Can Shamima Begum legally be stripped of her British citizenship?
THE Home Office is set to strip a British teenager who ran away to join the so-called Islamic State of her citizenship, her family have been told.
Shamima Begum, who is now 19, was found in a refugee camp in Syria last month, gave birth to a baby boy at the weekend, and wants to return to the UK.
Questions have now been raised about whether she can legally be stripped of her citizenship as she is a British national.
International law forbids nations from making people stateless by revoking their only citizenship.
It is not known if Ms Begum, who is of Bangladeshi heritage, holds dual citizenship.
There has been speculation that the Home Office believes that he may be able to act against her because her mother holds a Bangladeshi passport.
Barrister David Anderson QC, who previously served as a reviewer of terrorism legislation, told the Press Association: ‘Those born as British citizens who are not dual nationals cannot be stripped of their citizenship in any circumstances.’
A 2017 government report on the issue said the Home Secretary has the power to ‘deprive a person of British citizenship’ if it would be ‘conducive to the public good’.
However, this only applies if the person would not be left stateless. If it is the case Ms Begum is a dual national, she could have her British citizenship stripped.
According to the letter, Ms Begum has the right to appeal the decision to the Special Immigration Appeals Commission (SIAC).
The SIAC is independent of the Government and allows individuals to appeal against immigration decisions by the Home Office, such as deportations and the removal of citizenship.
Those who are outside of the UK have 28 days to lodge an appeal from the time they receive their Home Office letter.
Amendments were made to British national laws in 2014 which made it easier to strip dual nationals of their British citizenship.

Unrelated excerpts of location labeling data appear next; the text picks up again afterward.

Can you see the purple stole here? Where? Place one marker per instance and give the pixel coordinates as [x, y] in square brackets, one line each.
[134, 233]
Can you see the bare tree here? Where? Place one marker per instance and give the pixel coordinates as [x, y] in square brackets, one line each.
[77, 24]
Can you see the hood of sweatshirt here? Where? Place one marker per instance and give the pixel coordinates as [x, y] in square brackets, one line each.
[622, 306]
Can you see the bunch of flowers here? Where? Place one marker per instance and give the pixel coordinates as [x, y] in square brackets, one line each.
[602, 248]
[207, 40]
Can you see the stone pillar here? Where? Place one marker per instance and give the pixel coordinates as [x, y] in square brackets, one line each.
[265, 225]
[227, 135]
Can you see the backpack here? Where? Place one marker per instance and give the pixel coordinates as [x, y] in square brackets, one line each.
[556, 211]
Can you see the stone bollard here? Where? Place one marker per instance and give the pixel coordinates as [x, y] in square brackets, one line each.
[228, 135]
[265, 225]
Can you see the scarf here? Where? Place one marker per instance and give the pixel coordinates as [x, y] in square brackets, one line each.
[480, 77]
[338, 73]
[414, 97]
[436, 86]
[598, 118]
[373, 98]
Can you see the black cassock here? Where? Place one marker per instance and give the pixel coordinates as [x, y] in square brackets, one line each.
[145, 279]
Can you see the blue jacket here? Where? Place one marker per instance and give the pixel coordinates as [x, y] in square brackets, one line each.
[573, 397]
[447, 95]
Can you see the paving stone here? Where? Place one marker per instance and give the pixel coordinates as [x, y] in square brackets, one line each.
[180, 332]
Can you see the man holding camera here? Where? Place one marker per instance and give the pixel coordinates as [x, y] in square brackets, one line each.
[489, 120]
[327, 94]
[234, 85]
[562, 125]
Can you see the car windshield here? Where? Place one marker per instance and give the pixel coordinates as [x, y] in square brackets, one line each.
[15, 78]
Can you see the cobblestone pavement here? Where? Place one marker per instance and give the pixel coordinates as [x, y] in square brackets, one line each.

These measures were primarily aimed at terrorists who could potentially undermine UK security, for example those who fled to Syria to fight and were attempting to return home.
There are two other instances when British citizenship can be removed, which are permissible even if the person would be rendered stateless.
Deprivation of citizenship can be made if a person obtained their citizenship through registration or naturalisation and the Home Secretary is ‘satisfied that this was obtained by fraud, false representation or the concealment of a material fact’.
Secondly, when citizenship is obtained through naturalisation and the Home Secretary believes that removing it would be ‘conducive to the public good’ because the person acted in way which is ‘seriously prejudicial to the vital interests of United Kingdom, any of the Islands, or any British overseas territory’.
However, this power, introduced in the Immigration Act 2014, can only be used if there are reasonable grounds for believing the person is able to acquire citizenship of another country, thereby avoiding remaining stateless.
Figures for 2017 show that 104 people were deprived of their British citizenship - up from 14 in the previous year.